Angelo Duarte, head of the department of competition and financial market structure at the Banco Central do Brasil, says that, while Brazil lagged behind other countries in adopting a fast payment system, Pix “ended up becoming a leader in number of transactions. All of us here at the central bank were surprised by the speed of adoption”.
One aim of Pix was to reduce the use of cash and its associated costs across a vast territory such as Brazil’s, explains Duarte. In the process, it helped expand financial services to consumers who previously went underserved.
“Institutions — whether fintechs or traditional banks — started to know these people better in terms of income [and], after a while, began to offer them credit, insurance and investment products,” he says.
Proponents say the tool has also widened access to online shopping, since many Brazilian ecommerce sites do not accept debit cards.
It is not the only initiative to shake up payments in Brazil, however. WhatsApp launched a money transfer tool in the country in 2020, but it was temporarily suspended by regulators on concerns including competition and data privacy. Officials reject the notion that this was in order to favour the subsequent launch of Pix months later.

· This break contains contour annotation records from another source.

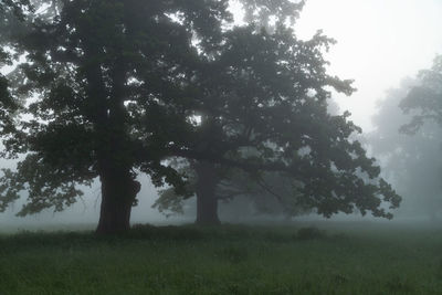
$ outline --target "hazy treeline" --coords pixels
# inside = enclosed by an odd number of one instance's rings
[[[419,183],[435,203],[439,127],[424,122],[440,123],[440,60],[380,107],[378,161],[332,103],[355,91],[328,73],[335,41],[293,30],[304,2],[240,3],[243,24],[227,0],[1,2],[0,57],[13,65],[0,81],[2,156],[19,161],[3,169],[0,210],[24,193],[19,215],[63,211],[98,183],[97,232],[126,231],[148,176],[156,208],[180,212],[196,197],[201,224],[219,224],[232,200],[232,215],[391,219],[401,197],[382,176],[412,196],[418,166],[434,170]]]

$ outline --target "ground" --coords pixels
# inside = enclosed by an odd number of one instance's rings
[[[441,228],[320,222],[0,236],[0,294],[442,294]]]

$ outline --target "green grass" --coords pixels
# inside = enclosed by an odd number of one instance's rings
[[[316,225],[2,235],[0,294],[442,294],[439,229]]]

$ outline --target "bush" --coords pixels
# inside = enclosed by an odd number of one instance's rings
[[[297,240],[302,241],[324,239],[325,236],[323,231],[314,226],[299,229],[296,234]]]

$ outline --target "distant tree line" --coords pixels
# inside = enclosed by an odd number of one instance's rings
[[[227,0],[2,1],[2,59],[18,62],[0,83],[3,156],[23,159],[0,209],[25,191],[19,215],[62,211],[98,179],[97,233],[126,231],[146,173],[196,194],[202,224],[219,222],[223,185],[270,179],[290,188],[282,204],[392,218],[400,197],[350,138],[360,128],[327,112],[332,89],[354,92],[327,74],[334,40],[296,38],[303,2],[242,4],[239,27]]]

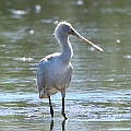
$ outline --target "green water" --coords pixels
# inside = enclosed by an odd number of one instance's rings
[[[131,130],[130,0],[0,1],[0,131],[49,131],[47,99],[36,88],[38,61],[61,51],[52,36],[68,21],[104,49],[100,53],[71,36],[74,73],[61,116],[61,95],[52,96],[52,131]]]

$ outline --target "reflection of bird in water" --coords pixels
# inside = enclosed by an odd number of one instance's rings
[[[56,94],[58,91],[62,95],[62,116],[67,119],[64,112],[64,97],[66,90],[70,84],[72,76],[72,64],[71,58],[73,56],[73,50],[71,43],[69,41],[69,35],[74,35],[82,39],[83,41],[88,43],[94,48],[103,52],[100,47],[97,47],[90,40],[81,36],[72,26],[67,22],[60,22],[56,29],[55,36],[62,48],[62,52],[55,52],[41,59],[39,61],[39,67],[37,70],[37,87],[39,91],[40,98],[49,98],[50,114],[53,118],[53,109],[51,106],[50,96]]]
[[[62,131],[64,131],[66,130],[66,120],[62,121],[61,127],[62,127]],[[53,129],[53,119],[50,122],[50,131],[52,131],[52,129]]]

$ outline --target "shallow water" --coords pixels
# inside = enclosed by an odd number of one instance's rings
[[[131,130],[131,1],[71,0],[0,2],[0,130]],[[35,84],[38,61],[61,51],[52,36],[67,20],[100,46],[100,53],[71,36],[74,73],[67,90],[64,122],[61,95],[47,99]]]

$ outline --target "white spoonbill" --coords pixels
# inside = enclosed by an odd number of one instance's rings
[[[103,49],[83,36],[81,36],[70,23],[60,22],[55,29],[55,37],[62,48],[62,52],[55,52],[48,55],[39,61],[37,70],[37,87],[40,98],[49,98],[50,114],[53,118],[53,109],[51,105],[50,96],[57,92],[61,92],[62,96],[62,116],[67,119],[64,112],[64,97],[66,90],[70,84],[73,67],[71,64],[71,58],[73,50],[71,43],[69,41],[69,35],[74,35],[92,45],[94,48],[103,52]]]

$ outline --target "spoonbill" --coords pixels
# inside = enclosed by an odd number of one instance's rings
[[[103,49],[92,41],[81,36],[70,23],[60,22],[55,28],[55,37],[62,48],[62,52],[55,52],[48,55],[39,61],[37,70],[37,88],[40,98],[49,98],[50,115],[53,119],[53,109],[51,105],[50,96],[57,92],[61,92],[62,96],[62,116],[68,119],[64,112],[64,98],[66,90],[69,87],[73,67],[71,64],[71,58],[73,57],[73,50],[71,43],[69,41],[69,35],[86,41],[94,48],[103,52]]]

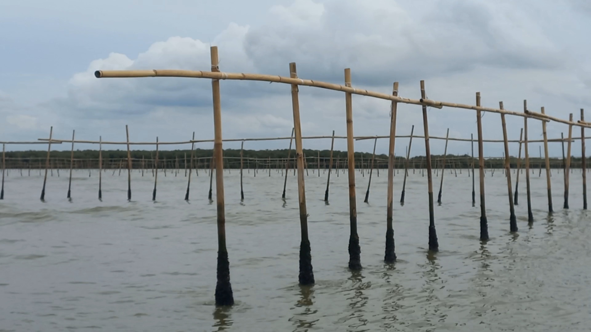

Still, to the taxpayer, Pix has proven relatively cheap: costing $4mn to develop and $8mn to run in 2022, according to the BCB.
All institutions with 500,000-plus customers must now offer Pix and, while it is free for consumers, charges can be made for businesses. Even so, for taxi drivers and street vendors, it typically works out cheaper than using wireless card machines, which can also be unreliable.
Users create a Pix identity number, or “key”, linked to their mobile number, email address or tax code, through which they are located in the system.
It is not uncommon to see these Pix keys written on placards begging for donations in the sprawling metropolis of São Paulo, Brazil’s financial capital, since homelessness began to rise after the Covid-19 pandemic.
The payments platform also allows the physical withdrawal of cash from participating commercial establishments or ATMs. An upcoming feature will enable a kind of direct debit for recurring bills and the central bank says that, in future, the tool could enable cross-border payments.
Pix has been a boon for digital entrepreneurs, according to Bruno Diniz, co-founder at financial innovation consultancy Spiralem. “It’s made it easier for many fintechs to flourish,” he says, citing online gambling and cryptocurrency exchanges as examples. “Some have surfed the popularity of Pix and even put it in their name.”
In a country where violent crime and scams are rife, it has also been seized on by organised gangs. This was highlighted by a spate of kidnappings in which victims were forced to transfer significant sums of money to perpetrators using Pix.
In response, the central bank imposed a transfer limit of R$1,000 in the evenings — which can be manually altered with a delay — and many banks have implemented their own safety measures. Duarte says the BCB is dedicating resources to tackling fraudulent accounts and improving security.
However, despite the rapid adoption of Pix, it still only represented 12 per cent of the value of non-cash money transfers last year.
Other forms of payments including debit and credit cards remain popular — the latter because of the option to pay in instalments. And analysts note that traditional bank transfers still dominate overall volumes and are often preferred by companies for larger sums.
Overall, then, Pix’s impact on established lenders has not been as detrimental as some had expected. Moody’s initially estimated it would dent bank fee incomes by 8 per cent, but senior analyst Lisboa says this did not come to pass. “As Pix gains more traction, the banks are creating services around it that will continue to compensate for the loss of these fees they had on transfers,” she says. “In the end, it’s more positive than negative for traditional banks.”